Deep Ultrasound Denoising Using Diffusion Probabilistic Models

TL;DR

This paper introduces an unsupervised deep learning method using diffusion probabilistic models to denoise ultrasound images, effectively reducing noise while preserving speckle textures crucial for medical diagnosis.

Contribution

The study presents a novel unsupervised ultrasound denoising technique based on diffusion models that outperforms traditional methods in PSNR and GCNR without needing annotated data.

Findings

Outperforms nonlocal means denoising in PSNR and GCNR

Preserves speckle textures important for diagnosis

Operates in a fully unsupervised manner

Abstract

Ultrasound images are widespread in medical diagnosis for musculoskeletal, cardiac, and obstetrical imaging due to the efficiency and non-invasiveness of the acquisition methodology. However, the acquired images are degraded by acoustic (e.g. reverberation and clutter) and electronic sources of noise. To improve the Peak Signal to Noise Ratio (PSNR) of the images, previous denoising methods often remove the speckles, which could be informative for radiologists and also for quantitative ultrasound.

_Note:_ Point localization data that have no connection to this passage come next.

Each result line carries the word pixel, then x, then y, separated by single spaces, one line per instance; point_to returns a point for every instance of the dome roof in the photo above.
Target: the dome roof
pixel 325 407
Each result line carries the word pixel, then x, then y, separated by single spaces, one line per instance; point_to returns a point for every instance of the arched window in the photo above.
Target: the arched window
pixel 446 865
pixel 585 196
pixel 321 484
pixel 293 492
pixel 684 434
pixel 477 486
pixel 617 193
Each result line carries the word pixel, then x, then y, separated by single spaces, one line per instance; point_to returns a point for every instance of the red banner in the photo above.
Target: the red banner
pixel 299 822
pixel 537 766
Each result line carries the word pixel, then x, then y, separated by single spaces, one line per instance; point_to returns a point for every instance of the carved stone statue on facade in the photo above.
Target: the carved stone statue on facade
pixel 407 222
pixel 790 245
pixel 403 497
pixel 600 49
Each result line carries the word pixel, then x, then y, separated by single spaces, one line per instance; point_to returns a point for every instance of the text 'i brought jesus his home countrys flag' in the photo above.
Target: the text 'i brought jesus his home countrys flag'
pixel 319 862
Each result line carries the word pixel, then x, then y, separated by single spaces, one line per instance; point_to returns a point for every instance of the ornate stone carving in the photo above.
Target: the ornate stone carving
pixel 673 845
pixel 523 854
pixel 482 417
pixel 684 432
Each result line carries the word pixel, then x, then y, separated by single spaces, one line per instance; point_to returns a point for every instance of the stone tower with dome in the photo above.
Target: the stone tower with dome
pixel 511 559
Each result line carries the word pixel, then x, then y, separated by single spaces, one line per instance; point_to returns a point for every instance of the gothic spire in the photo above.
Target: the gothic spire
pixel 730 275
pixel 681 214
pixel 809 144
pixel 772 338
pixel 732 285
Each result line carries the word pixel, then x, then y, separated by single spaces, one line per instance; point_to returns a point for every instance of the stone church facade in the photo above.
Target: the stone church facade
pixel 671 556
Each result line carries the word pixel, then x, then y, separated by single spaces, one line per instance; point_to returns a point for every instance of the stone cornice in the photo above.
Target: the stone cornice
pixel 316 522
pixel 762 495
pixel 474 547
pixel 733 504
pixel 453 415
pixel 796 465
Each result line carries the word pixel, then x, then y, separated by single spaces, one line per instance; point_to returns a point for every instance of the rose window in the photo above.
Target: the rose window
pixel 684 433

Herein, a method based on the recent Denoising Diffusion Probabilistic Models (DDPM) is proposed. It iteratively enhances the image quality by eliminating the noise while preserving the speckle texture. It is worth noting that the proposed method is trained in a completely unsupervised manner, and no annotated data is required. The experimental blind test results show that our method outperforms the previous nonlocal means denoising methods in terms of PSNR and Generalized Contrast to Noise Ratio (GCNR) while preserving speckles.